人が幸せに生きるためには、悲しみや苦しさを共有してくれる誰かが必要なんだと思います。悲しみと向き合うのはその人自身の仕事で、他者が肩代わりすることはできませんが、悲しみに寄り添ってくれる人がいることで、「自分は独りではない」と感じ、何とか生きてみようという小さな希望を持てるようになるのだと思います。
私は元々、自分のマイナスな感情(怒りや悲しみ)を他者に伝えることがとても苦手だったのですが(生育した家庭で、そういった感情は表出するものではないという暗黙のルールがあり、無意識のうちに抑制して生きるようになっていました)、息子との死別後、自分でもコントロールのできないイライラ、怒りをどうにもしようがなくなり、今までの自分のやり方(辛いことがあっても、他者には話さずに、自分で解決する)を変えて、他者に助けを求めてみよう、と決め、少しずつ、自分の悲しみを語るようになりました。

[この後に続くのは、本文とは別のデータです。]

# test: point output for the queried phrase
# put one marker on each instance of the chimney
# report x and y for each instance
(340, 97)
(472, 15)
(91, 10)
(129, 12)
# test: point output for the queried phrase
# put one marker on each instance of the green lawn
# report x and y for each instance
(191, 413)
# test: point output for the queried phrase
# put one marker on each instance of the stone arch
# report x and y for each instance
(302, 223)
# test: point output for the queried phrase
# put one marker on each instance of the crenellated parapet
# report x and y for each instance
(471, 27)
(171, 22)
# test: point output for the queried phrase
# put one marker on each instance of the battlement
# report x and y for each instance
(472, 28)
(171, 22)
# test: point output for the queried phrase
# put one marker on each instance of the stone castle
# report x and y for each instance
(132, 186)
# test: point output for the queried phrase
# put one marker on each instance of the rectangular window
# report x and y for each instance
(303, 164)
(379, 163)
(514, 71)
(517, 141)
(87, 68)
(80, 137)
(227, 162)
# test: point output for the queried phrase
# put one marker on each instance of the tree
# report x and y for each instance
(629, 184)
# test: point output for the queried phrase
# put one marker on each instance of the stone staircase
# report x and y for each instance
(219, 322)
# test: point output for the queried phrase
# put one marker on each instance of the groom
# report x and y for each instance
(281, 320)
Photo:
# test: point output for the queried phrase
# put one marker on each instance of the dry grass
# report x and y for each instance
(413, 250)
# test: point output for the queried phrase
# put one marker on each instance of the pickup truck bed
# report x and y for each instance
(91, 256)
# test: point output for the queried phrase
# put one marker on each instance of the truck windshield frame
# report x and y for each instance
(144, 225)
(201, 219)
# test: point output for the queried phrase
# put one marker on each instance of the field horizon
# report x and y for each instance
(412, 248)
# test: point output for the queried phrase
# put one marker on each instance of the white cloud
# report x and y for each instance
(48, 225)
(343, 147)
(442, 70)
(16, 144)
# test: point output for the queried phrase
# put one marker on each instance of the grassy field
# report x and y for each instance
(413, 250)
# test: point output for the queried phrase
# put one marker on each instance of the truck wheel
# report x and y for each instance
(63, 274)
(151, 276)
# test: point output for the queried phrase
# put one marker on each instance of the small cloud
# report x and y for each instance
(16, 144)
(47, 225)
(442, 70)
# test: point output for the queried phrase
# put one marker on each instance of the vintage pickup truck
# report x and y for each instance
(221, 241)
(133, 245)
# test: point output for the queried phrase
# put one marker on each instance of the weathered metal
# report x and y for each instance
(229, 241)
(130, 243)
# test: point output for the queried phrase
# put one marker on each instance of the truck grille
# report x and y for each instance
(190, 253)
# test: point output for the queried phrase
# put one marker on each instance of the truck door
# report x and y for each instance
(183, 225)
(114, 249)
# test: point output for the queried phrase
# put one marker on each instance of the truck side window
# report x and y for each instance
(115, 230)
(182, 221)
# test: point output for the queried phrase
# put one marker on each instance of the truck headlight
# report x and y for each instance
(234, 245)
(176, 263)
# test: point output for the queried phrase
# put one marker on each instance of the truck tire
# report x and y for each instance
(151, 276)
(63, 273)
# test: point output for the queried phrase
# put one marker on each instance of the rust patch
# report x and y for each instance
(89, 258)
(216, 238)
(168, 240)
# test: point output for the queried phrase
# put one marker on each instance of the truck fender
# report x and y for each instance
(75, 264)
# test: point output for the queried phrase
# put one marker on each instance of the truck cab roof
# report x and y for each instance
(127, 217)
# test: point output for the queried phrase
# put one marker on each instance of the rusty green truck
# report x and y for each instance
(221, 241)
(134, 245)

悲しみを抱えた自分を丸ごと受け止めてもらえた時、とても心が温かくなり、人と深くつながる喜びを初めて知ったように思います(この年になって、友人を作るということはこういうことだったのか、と初めて知りました)。
息子が気づかせてくれた、自分の生き方の問題点(元々身に付けていた、考え方や対人関係のパターンで、生きづらさを生じさせていたもの)は、他にも色々あります。今もその問題点に少しずつ取り組んでいるのですが、少しずつではありますが、自分が変化し、生きるのが楽に、楽しくなってきた気がしています。
人は変わることができるのだと思います。
いくつになっても、変わりたいと強く願い、そのための努力をすれば。
亡くなった大切な人たちも、そんな私たちを見守ってくれているんだと思います。